A fundamental surgical principle is to achieve correct height, width, and projection of all midfacial bones. The correct anatomical positioning of all midfacial bones must be achieved. Successful reconstruction of midfacial fractures is obtained by reestablishing the midfacial buttresses. If available, old dental records or models and X-rays, may be helpful. Dental casts, stereolithographic models, and premorbid photographs are always helpful guides for treatment.

As a general principle, all fractures should be exposed and reduced before plating.

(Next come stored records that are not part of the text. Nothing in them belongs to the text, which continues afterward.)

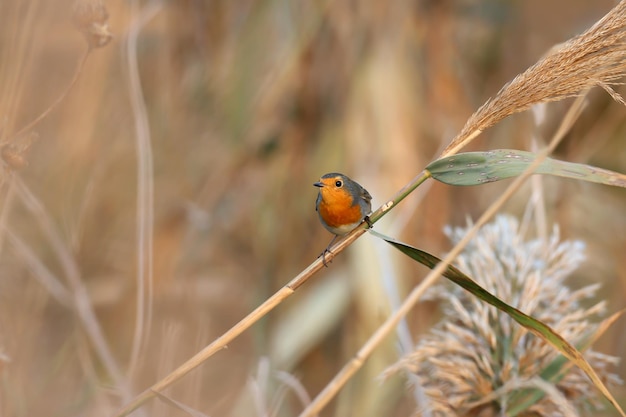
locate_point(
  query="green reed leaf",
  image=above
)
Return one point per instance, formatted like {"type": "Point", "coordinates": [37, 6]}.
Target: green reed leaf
{"type": "Point", "coordinates": [535, 326]}
{"type": "Point", "coordinates": [475, 168]}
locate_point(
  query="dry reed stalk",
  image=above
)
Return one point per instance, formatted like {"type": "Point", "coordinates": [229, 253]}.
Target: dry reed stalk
{"type": "Point", "coordinates": [458, 361]}
{"type": "Point", "coordinates": [344, 375]}
{"type": "Point", "coordinates": [596, 58]}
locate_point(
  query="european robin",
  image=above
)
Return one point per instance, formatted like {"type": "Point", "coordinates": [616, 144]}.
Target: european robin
{"type": "Point", "coordinates": [342, 205]}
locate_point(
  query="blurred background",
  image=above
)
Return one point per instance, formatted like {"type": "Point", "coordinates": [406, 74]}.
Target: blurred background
{"type": "Point", "coordinates": [246, 104]}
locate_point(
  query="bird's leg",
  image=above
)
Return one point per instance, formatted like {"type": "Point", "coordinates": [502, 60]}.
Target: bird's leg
{"type": "Point", "coordinates": [323, 254]}
{"type": "Point", "coordinates": [367, 220]}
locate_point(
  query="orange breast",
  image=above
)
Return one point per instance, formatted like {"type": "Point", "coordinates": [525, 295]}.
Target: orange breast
{"type": "Point", "coordinates": [337, 210]}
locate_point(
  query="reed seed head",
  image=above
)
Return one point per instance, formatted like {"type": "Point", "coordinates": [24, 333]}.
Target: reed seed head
{"type": "Point", "coordinates": [478, 361]}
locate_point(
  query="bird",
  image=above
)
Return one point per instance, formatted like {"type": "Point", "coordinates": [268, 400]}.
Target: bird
{"type": "Point", "coordinates": [342, 204]}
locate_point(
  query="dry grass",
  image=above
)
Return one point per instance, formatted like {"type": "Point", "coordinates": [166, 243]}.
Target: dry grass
{"type": "Point", "coordinates": [247, 103]}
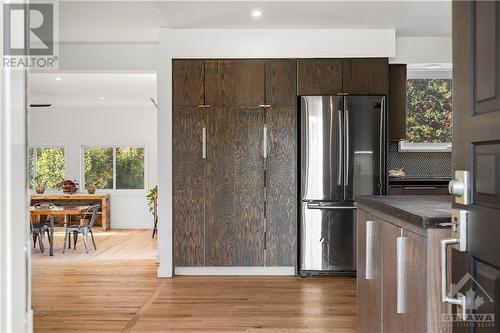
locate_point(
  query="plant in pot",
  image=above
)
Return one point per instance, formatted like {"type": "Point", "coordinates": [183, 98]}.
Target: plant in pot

The midfacial region is possibly the most demanding region for surgical reconstruction and one of the most controversial regions for providing appropriate reconstruction.

It is up to the individual surgeon to determine the appropriate treatment protocol for each patient, including selecting proper hardware for fracture fixation.

The complexity of fracture fixation is determined by fracture morphology, including the number of fracture lines, and depends on the necessary approach, accessibility, visibility of the area of interest, and the stability of the fracture reduction.

The number, size, and position of plates and screws may vary according to biomechanical needs and individual fracture situations.

The use of a plastic skull model in a sterile plastic bag, or the use of sterile artificial skulls for contouring plates, and technologies such as intraoperative imaging or navigation can be beneficial in restoring the proper anatomical form. More recently, the use of computer-assisted surgical planning and 3D-printed patient-specific implants has become more widely adopted.

Pre- and postoperative 2D or 3D imaging allows an objective assessment of the surgical result.